Так вот, эти самые идущие нынче выбрали объектом приложения своей заоблачной моральности не стриптиз-клубы, не сауны, оборудованные под бордели, даже не проституток, которые, надо думать, с удовольствием наблюдали на Тверской за их акциями, но - книги. Отметим, как неслыханно скакнула духовность ревнителей наших отечественных незамаранных нравственных ценностей, какой оттенок эстетизма появился в деле погрома: все-таки разорять незаконный притон - дело более хлопотное, чем книжки жечь, можно и пулю схлопотать, неудобно.
Здесь еще то интересно, что жертвой очередного прилива национальной застенчивости выбран не какой-нибудь графоман, автор бульварных порнографических книжонок, от каких ломится любой уличный лоток, а писатель с мировым именем Владимир Сорокин. Что ж, в России ни имя, ни заслуги не защитят нас от праведного гнева восставших застенчивых масс.
Несколько лет назад для "Общей газеты" я написал очерк о провинциальном городке Осташков. Приехав туда после двухлетнего перерыва, я был потрясен, до какой степени разрухи доведен этот очаровательный, рачительными купцами некогда выстроенный северный городок. Вскоре я получил присланный на адрес редакции объемный пакет. В нем были вырезки из прессы, из которых следовало, что в Осташковском районе развернута кампания против очернителя, то есть - меня. Местная газета, дав подборку цитат, потом что ни номер печатала письма возмущенных осташей.

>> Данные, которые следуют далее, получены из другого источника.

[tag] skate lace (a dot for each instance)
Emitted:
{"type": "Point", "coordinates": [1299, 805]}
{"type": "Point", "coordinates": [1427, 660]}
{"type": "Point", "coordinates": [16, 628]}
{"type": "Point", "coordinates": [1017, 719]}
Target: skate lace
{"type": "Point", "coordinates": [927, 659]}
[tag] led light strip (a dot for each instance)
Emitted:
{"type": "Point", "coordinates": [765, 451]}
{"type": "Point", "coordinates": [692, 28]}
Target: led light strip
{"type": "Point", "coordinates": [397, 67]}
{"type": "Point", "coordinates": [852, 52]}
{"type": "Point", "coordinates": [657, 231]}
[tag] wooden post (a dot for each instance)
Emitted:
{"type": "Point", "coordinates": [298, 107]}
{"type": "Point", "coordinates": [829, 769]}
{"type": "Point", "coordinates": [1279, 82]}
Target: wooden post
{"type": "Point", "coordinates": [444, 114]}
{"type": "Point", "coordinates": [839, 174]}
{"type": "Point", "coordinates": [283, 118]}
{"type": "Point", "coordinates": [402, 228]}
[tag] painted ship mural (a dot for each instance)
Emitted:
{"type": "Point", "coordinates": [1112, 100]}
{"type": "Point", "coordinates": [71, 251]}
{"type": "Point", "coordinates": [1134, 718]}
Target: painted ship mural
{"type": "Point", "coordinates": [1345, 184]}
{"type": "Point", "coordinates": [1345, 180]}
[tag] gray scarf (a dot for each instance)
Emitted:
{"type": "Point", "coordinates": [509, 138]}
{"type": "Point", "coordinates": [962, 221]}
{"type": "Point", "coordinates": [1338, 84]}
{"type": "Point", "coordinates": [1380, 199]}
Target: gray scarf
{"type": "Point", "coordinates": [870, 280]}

Мне повезло. Руки разгневанного, уязвленного, идущего строем народа до меня не могли дотянуться. Но кто ж заставлял их, этих простых Иванов и Марий, писать в газету постыдную и очевидную неправду, попутно оскорбляя неизвестного им человека? Объяснение одно - это тоже от русской застенчивости, от превалирования обостренного нравственного чувства над созидательным порывом. Ведь если бы те средства и силы, что потрачены были на обличительную кампанию против заезжего столичного литератора, пустить, скажем, на субботник, то - кто знает - городок стал бы чуть более обжитым. К слову, от тех же застенчивости и деликатности мой дом в деревне вскорости пограбили и сожгли.
В пользу этой теории тотальной деликатности говорит и тот факт, что любая травля и любой погром у нас в стране анонимны. То есть тот, кого травят, назван и персонально заклеймен, те же, которые идут, идут вместе, то есть безымянно, а назваться - стесняются. А мы-то думали, что все эти штуки - доносы, погромы, травли одного, пусть и неправого, но названного, целой, пусть и правой, но безымянной сворой, - канули в Лету вместе с коммунистическим прошлым. Куда там, у, е-е!